The defining primate characteristics
Most primate features make sense as adaptations to life in trees, even though not all primates still live there. You should be able to list and explain them:
- Grasping hands and feet with opposable thumbs (and often big toes) for gripping branches and manipulating objects.
- Nails instead of claws and sensitive pads on the fingertips, improving grip and touch.
- Forward-facing eyes giving overlapping fields of view and stereoscopic (3D) vision, useful for judging distances when moving through trees.
- A large, complex brain relative to body size, supporting coordination, learning and complex behaviour.
- Reduced reliance on smell and greater reliance on vision compared with other mammals.
- A long period of parental care and few offspring at a time, allowing extended learning.
- A flexible, mobile shoulder joint allowing a wide range of arm movement.
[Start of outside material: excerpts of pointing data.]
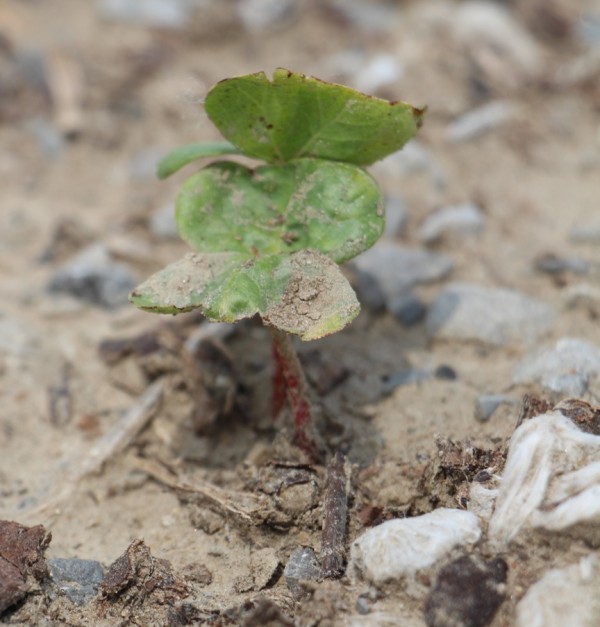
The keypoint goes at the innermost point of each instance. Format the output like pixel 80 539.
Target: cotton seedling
pixel 268 240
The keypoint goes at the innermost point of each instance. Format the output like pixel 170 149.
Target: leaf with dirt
pixel 305 294
pixel 296 116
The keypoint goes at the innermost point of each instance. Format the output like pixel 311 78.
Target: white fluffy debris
pixel 551 480
pixel 401 547
pixel 568 596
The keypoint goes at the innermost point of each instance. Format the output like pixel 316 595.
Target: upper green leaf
pixel 332 207
pixel 304 293
pixel 296 116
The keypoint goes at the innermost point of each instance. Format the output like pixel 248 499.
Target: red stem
pixel 278 381
pixel 290 376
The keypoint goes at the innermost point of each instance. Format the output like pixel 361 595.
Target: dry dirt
pixel 236 500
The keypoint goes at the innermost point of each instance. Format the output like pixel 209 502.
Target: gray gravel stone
pixel 78 579
pixel 565 367
pixel 396 216
pixel 397 268
pixel 92 276
pixel 303 565
pixel 465 311
pixel 465 219
pixel 408 309
pixel 163 224
pixel 404 378
pixel 487 404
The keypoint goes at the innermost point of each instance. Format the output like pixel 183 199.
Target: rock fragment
pixel 466 219
pixel 398 268
pixel 302 565
pixel 566 367
pixel 78 579
pixel 92 276
pixel 466 311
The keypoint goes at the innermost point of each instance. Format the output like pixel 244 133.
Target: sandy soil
pixel 86 107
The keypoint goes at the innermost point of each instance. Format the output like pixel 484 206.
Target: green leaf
pixel 331 207
pixel 183 155
pixel 304 293
pixel 296 116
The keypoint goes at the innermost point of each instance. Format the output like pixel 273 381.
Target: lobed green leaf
pixel 331 207
pixel 295 116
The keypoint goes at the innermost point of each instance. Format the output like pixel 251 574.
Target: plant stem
pixel 289 376
pixel 279 384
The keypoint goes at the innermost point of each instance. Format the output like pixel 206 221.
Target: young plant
pixel 268 240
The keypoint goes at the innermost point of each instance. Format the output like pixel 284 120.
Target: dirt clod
pixel 22 560
pixel 467 593
pixel 137 575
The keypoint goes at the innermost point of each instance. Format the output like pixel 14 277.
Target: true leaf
pixel 331 207
pixel 304 293
pixel 296 116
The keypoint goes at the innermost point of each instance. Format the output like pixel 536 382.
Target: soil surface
pixel 146 442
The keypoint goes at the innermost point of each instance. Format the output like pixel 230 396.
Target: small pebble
pixel 401 547
pixel 404 378
pixel 408 309
pixel 396 216
pixel 93 277
pixel 369 292
pixel 467 311
pixel 302 565
pixel 565 367
pixel 587 28
pixel 467 591
pixel 466 219
pixel 586 233
pixel 50 140
pixel 397 268
pixel 445 373
pixel 78 579
pixel 362 605
pixel 163 224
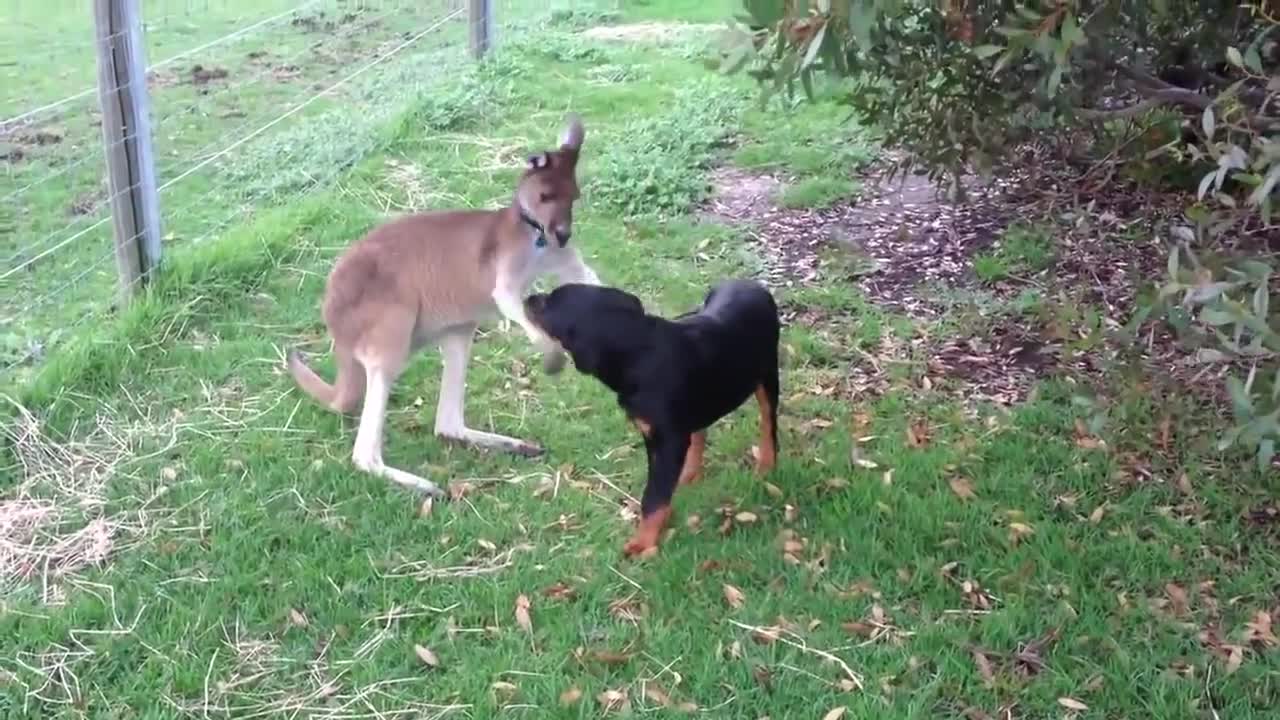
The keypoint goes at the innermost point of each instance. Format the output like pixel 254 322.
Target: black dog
pixel 673 378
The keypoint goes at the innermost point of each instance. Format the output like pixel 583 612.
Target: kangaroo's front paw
pixel 553 361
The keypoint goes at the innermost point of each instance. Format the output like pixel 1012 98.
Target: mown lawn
pixel 958 561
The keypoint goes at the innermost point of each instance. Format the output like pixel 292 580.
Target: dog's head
pixel 548 186
pixel 593 323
The classification of humans
Classification groups organisms by shared features that reflect common ancestry. Humans are classified within the order Primates. Within the primates, humans, the great apes (chimpanzees, gorillas, orangutans) and their close relatives form a closely related group. Humans belong to the genus Homo and the species Homo sapiens. You do not need to memorise every taxonomic rank, but you should know that humans are primates and great apes, and that chimpanzees are our closest living relatives, which the molecular evidence confirms.
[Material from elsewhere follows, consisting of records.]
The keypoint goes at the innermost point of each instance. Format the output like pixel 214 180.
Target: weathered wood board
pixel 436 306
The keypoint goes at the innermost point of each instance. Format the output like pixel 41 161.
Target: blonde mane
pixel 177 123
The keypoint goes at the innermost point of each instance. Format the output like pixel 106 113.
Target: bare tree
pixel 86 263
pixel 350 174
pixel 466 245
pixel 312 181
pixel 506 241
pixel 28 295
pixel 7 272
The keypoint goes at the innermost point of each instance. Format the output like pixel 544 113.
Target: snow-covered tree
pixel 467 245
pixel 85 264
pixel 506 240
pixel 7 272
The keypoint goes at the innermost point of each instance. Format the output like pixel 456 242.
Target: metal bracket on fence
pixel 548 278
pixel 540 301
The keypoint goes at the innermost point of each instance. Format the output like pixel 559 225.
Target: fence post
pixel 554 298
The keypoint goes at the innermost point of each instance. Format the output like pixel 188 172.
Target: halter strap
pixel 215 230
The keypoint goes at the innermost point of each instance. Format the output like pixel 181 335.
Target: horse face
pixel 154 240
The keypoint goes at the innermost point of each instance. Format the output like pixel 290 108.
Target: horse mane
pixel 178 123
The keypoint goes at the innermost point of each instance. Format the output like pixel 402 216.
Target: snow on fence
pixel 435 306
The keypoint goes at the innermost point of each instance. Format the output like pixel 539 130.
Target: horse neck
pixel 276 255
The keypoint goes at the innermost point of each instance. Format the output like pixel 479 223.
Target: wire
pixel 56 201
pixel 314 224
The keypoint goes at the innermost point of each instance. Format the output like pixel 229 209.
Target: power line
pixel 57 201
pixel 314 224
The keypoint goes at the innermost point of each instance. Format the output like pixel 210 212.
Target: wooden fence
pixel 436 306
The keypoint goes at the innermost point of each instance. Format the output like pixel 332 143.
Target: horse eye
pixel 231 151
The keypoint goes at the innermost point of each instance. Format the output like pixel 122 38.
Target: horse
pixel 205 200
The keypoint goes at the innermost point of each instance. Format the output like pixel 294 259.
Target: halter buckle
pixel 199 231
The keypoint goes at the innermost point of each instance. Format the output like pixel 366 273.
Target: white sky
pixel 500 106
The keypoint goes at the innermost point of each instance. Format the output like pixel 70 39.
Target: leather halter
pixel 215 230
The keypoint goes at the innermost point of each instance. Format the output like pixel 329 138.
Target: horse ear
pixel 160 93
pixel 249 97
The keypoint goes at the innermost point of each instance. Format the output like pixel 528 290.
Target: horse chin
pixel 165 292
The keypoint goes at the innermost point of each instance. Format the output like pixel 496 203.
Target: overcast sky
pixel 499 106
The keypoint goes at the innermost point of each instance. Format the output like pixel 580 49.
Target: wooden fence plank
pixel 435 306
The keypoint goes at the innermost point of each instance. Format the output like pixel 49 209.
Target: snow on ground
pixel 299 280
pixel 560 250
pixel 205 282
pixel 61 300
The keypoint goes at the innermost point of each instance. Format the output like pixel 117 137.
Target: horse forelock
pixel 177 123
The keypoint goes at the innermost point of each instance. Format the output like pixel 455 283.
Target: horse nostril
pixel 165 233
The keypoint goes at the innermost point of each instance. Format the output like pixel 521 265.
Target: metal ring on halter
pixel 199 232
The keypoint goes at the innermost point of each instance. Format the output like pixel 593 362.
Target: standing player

Shared features as evidence of common ancestry
The fact that humans share so many features with other primates, the same limb plan, opposable thumbs, forward-facing eyes and a large brain, is strong evidence of common ancestry. These are homologous features: the same underlying structure inherited from a shared ancestor and modified for different ways of life. The molecular evidence agrees, with human and chimpanzee DNA being extremely similar, which is why primates are grouped together and humans are placed firmly within them.
How this maps to the exam
Expect questions that ask you to list and explain primate characteristics, link a feature to its function or to an arboreal ancestry, or explain how shared features place humans within the primates and indicate common ancestry. This topic feeds directly into hominin evolution, where you compare these primate features with the specifically human trends.